BEIRUT • Arab-Kurdish fighters backed by the United States yesterday cut the Islamic State in Iraq and Syria (ISIS) group's main supply route between Syria and Turkey in a major setback for the militants.
ISIS has come under growing pressure on various fronts in Syria and Iraq, where it established its self-declared "caliphate" in 2014.
The extremists lost control of a vital supply artery when Arab-Kurdish forces completely surrounded a key town held by them. "The Syrian Democratic Forces (SDF) cut off the last road from Manbij to the Turkish border," said the Syrian Observatory for Human Rights, a British-based monitoring group.
Manbij lies at the heart of the last stretch of territory along Turkey's border still under ISIS control, and was a key point on the militants' supply line from Turkey.

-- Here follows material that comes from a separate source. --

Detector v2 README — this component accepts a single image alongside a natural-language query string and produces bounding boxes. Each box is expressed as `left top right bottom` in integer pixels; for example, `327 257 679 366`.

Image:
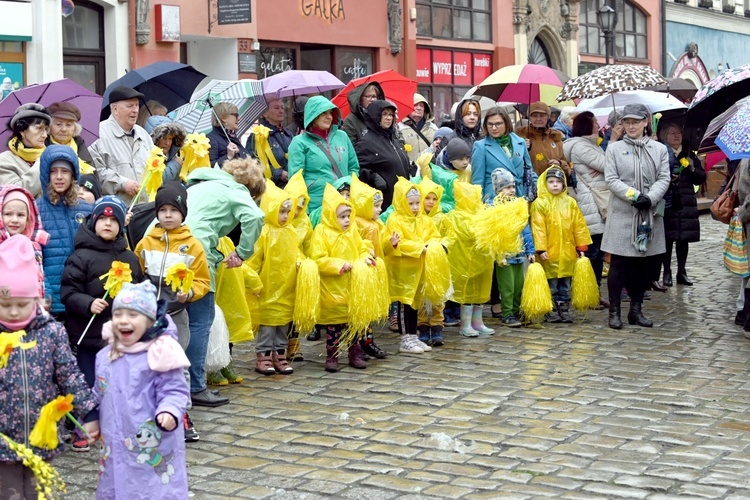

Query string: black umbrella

Other secondary roads to the frontier are more dangerous and difficult to access, Observatory head Rami Abdel Rahman said.
The US envoy to the anti-ISIS coalition backing the SDF, Mr Brett McGurk, confirmed the road had been severed. "ISIL terrorists now completely surrounded with no way out," he wrote on Twitter, using another acronym for ISIS.

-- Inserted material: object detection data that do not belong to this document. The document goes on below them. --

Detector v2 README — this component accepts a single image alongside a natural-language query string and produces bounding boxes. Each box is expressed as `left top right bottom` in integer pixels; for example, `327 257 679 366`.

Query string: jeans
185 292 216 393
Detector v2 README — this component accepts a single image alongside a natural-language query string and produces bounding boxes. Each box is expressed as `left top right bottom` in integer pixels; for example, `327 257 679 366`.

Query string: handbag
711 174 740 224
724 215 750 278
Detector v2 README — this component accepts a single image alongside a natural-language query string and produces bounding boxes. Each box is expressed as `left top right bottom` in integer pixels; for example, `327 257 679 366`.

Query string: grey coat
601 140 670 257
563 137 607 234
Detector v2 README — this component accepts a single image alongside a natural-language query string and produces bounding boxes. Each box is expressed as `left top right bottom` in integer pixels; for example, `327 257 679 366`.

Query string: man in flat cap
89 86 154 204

This week, the SDF, backed by coalition air strikes, cut the road north out of Manbij to the ISIS-held border town of Jarabulus, which the militants had used as a transit point for fighters, money and weapons.
The SDF also blocked the road south out of Manbij heading to ISIS' de facto capital of Raqqa.
Thousands of residents have fled Manbij - held by ISIS since 2014 - but the militants who evacuated their families stayed to defend the town, the Observatory said.
About 20,000 people are still living in the town, which had a pre-war population of about 120,000 - mostly Arabs, but about a quarter Syrian Kurds.
Last month, the SDF launched attacks on two fronts from the north of Raqqa province towards Manbij and in the direction of the ISIS-held town of Tabqa on the same vital supply line further south.
Regime troops backed by Russian air strikes have also pushed an offensive to the south-west of Tabqa.
Russia and the US - despite backing different sides in Syria's conflict - have both focused efforts on fighting the militant group.
The five-year war has killed more than 280,000 people and displaced millions since it started in 2011 with the brutal repression of anti-government protests.
Late on Thursday, a food aid convoy entered the rebel-held town of Daraya near Damascus in the first such delivery since the start of a regime siege in 2012.